The feds fund 60% of its budget, it originated as DARPA technology, the exit nodes are best assumed as compromised, most Tor users use 1024-bit RSA/DH keys that the NSA can feasibly crack, the FBI recently made headlines for using a JavaScript exploit to infiltrate onion services, some protocols and poor browser configurations inadvertently leak information and so on.

Tor being mostly funded by the feds doesn't make it compromised, neither does it originating as DARPA technology.  If you use an outdated version of the Tor browser bundle you are taking the chance of being exploited, just like if you're running any other outdated software. The outdated encryption was fixed a while ago, as people update that will correct itself.


I'm not saying Tor is a perfect solution to anonymity because I don't think there is one, I just think its the best solution for the majority of use cases. VPN's and proxies are vulnerable to the same problems and introduce new ones.

[lucid]

I'm not saying Tor is a perfect solution to anonymity because I don't think there is one, I just think its the best solution for the majority of use cases.
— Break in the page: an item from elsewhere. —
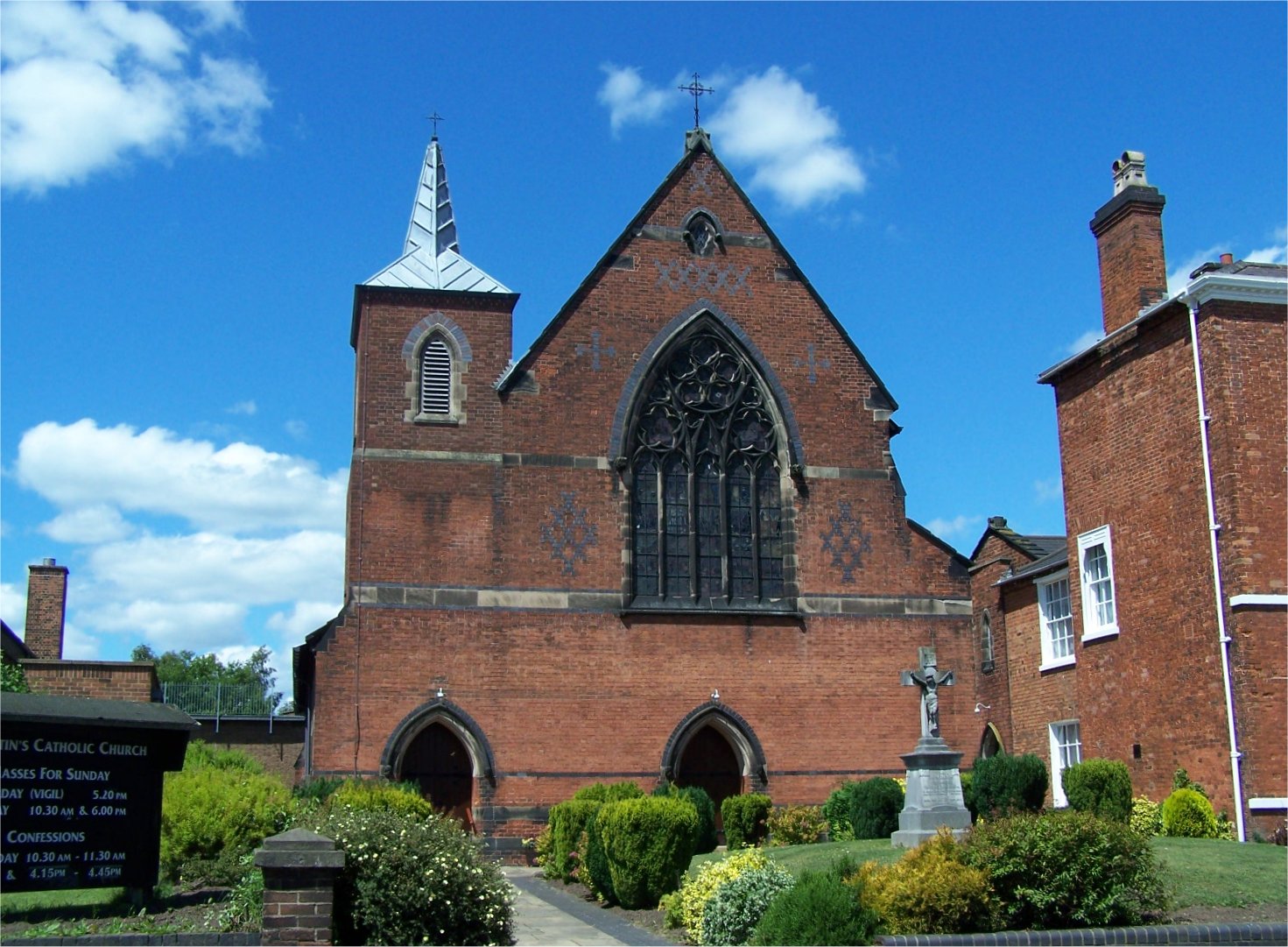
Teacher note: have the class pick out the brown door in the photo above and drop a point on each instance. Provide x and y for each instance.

VPN's and proxies are vulnerable to the same problems and introduce new ones.

No there certainly is not one you're right. Although anonymity is a lot more then just using either a VPN, a proxy, or Tor. The most effective ways are ways that are rarely talked about in public, or on the public internet. Every search you make on Google about being anonymous will tell you to use either a proxy, Tor, or a VPN. It would be silly to think that all the ways of being anonymous that exist could be found on Ask.com

[OT]

Have you seen The grugq's speech "OPSEC for hackers" at Hack in the Box 2013? It mat be of interest to you and others, there are slides to go along with it. He's an internet security researcher and lately has been focusing on OPSEC (from hackers to spies) and he runs a blog that focuses on OPSEC. I found it interesting, maybe someone else will too.

[lucid]

Thanks for that. Have a cookie.

[Waspnuts]

This article is a pretty good read. While I am still learning, this is all very interesting.
Thank you for the time you have put into this.